Ahorrar es necesario, pero invertir en analfabetismo es a la larga un mal negocio

JOSÉ MARÍA ROMERA

Viernes, 8 de julio 2011, 02:18

Las autoridades educativas de varias comunidades han aprovechado el inicio de las vacaciones escolares para aplicar duros recortes al profesorado de colegios e institutos. Crecen los alumnos y se reducen los profesores, lo cual no deja de tener su lógica: hay que hacer hueco para que quepan los muchachos, que además vienen con mayor estatura y más obesos cada año. Eso, y el ahorro. Cargando a cada docente con alguna hora lectiva más a la semana quedan amortizados unos miles de puestos y unos millones de euros. Y es que también en la educación los argumentos económicos han acabado por imponerse a cualesquiera otras razones de calidad, de cultura, de igualdad o de previsión de futuro.

En la primera fase de la crisis, cuando aún era posible formular buenas intenciones, se oía decir continuamente que había llegado el tiempo de la educación y que -¿recuerdan el soniquete aquel de «la crisis es una oportunidad»?- la mejor manera de encarar las dificultades era invertir en enseñanza. Pero a la hora de la verdad los tijeretazos también han llegado a las aulas. Y lo han hecho en verano, cuando los docentes han consumido sus últimas energías y empiezan su prolongado e impopular ocio veraniego. O, visto de otro modo, cuando los profesores no pueden declararse en huelga ni celebrar asambleas como no sean virtuales. No es lo mismo, claro. En los foros y las redes sociales, por cada profesor que expone sus quejas hay una docena de internautas airados que se lanzan a degüello contra la profesión docente, con tanta o más virulencia que si se tratase de lapidar a Teddy Bautista. Quizá eso sea lo preocupante de veras: el encono dormido, el resentimiento, las ganas que la ciudadanía les tiene a sus maestros y que las autoridades manejan con astucia sabiendo que cualquier protesta del gremio está condenada de antemano a la derrota por abucheo general.
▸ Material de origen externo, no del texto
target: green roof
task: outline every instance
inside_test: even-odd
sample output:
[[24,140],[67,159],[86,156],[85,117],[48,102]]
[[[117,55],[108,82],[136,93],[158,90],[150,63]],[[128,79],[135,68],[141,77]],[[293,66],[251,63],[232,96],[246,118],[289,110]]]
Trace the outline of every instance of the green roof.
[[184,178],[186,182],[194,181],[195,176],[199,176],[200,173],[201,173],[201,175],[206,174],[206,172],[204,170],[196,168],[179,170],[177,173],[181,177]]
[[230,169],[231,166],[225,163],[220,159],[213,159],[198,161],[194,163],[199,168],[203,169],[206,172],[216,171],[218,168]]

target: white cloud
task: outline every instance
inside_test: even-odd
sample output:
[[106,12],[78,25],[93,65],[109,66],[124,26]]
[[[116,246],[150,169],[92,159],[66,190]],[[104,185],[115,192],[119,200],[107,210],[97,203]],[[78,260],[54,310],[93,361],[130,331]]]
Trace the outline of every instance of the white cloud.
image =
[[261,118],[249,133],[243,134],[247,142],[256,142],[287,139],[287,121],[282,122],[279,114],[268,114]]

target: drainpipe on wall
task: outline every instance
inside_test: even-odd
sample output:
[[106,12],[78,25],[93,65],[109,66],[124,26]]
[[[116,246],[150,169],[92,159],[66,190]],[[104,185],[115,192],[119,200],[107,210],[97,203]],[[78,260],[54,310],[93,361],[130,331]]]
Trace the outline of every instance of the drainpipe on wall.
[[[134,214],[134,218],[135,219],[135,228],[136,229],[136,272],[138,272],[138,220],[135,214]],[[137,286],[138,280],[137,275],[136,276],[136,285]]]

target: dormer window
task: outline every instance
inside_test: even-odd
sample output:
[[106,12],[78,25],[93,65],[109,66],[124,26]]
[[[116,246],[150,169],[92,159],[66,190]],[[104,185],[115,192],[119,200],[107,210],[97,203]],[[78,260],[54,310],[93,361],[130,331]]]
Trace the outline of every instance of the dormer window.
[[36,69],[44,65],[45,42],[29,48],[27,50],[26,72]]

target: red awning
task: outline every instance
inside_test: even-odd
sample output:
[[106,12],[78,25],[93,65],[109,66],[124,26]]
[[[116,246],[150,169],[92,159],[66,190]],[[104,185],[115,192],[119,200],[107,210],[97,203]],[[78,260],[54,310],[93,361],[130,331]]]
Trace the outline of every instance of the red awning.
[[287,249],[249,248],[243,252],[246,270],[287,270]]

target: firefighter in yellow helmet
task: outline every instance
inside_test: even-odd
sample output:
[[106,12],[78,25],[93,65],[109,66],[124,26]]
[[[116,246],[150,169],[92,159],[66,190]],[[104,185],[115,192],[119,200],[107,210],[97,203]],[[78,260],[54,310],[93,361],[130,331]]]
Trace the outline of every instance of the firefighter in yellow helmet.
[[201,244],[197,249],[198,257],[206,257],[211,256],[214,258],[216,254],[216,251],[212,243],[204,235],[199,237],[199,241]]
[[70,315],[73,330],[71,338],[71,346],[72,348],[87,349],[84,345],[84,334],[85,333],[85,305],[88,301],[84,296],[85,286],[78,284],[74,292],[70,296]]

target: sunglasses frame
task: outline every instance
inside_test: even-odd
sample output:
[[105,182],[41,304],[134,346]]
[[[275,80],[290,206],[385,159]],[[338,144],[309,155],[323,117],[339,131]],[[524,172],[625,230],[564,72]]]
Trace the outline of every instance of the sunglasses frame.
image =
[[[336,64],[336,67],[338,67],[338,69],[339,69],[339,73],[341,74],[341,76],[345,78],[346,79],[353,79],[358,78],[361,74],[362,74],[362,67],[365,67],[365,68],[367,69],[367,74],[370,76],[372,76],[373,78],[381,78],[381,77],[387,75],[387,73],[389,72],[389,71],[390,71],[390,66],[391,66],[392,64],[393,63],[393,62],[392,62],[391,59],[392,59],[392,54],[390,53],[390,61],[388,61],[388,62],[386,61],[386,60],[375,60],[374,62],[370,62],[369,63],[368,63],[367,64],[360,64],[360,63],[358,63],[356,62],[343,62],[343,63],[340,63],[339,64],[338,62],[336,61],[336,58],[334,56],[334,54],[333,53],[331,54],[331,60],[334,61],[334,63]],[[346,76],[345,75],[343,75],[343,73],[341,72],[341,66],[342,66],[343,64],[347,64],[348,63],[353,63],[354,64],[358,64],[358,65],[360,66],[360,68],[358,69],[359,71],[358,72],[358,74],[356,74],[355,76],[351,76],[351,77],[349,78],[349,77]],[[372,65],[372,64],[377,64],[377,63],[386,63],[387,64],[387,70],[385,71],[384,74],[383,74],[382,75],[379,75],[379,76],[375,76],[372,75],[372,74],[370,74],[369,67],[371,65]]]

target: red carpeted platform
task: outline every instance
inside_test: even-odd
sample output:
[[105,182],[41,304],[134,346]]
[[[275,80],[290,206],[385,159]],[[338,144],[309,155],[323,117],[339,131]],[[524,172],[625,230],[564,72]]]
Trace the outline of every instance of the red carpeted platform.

Mal asunto. Una sociedad que mira con ojeriza a sus enseñantes lo tiene algo complicado para avanzar en la buena dirección. No digo que el profesor deba gozar de privilegios de clase o quedar exento de las penurias que se abaten sobre sus vecinos. Ni siquiera que haya de blindársele con el estatuto de autoridad pública que le han otorgado en los últimos tiempos algunas leyes tan excesivas como vergonzantes. El maestro alcanza su verdadera talla social cuando sus iguales depositan en él la más delicada de las confianzas: la inherente al encargo de instruir a los que vienen detrás. Endurecer las condiciones de su trabajo es apostar por el fracaso del encargo. Y avivar los prejuicios catetos contra la figura del docente para silenciar sus protestas no pasa de ser un recurso fácil de malos gestores que a cambio de pequeñas victorias están dispuestos a dejar el campo de batalla sembrado de minas. Ahorrar es necesario, pero invertir en analfabetismo es a la larga un mal negocio.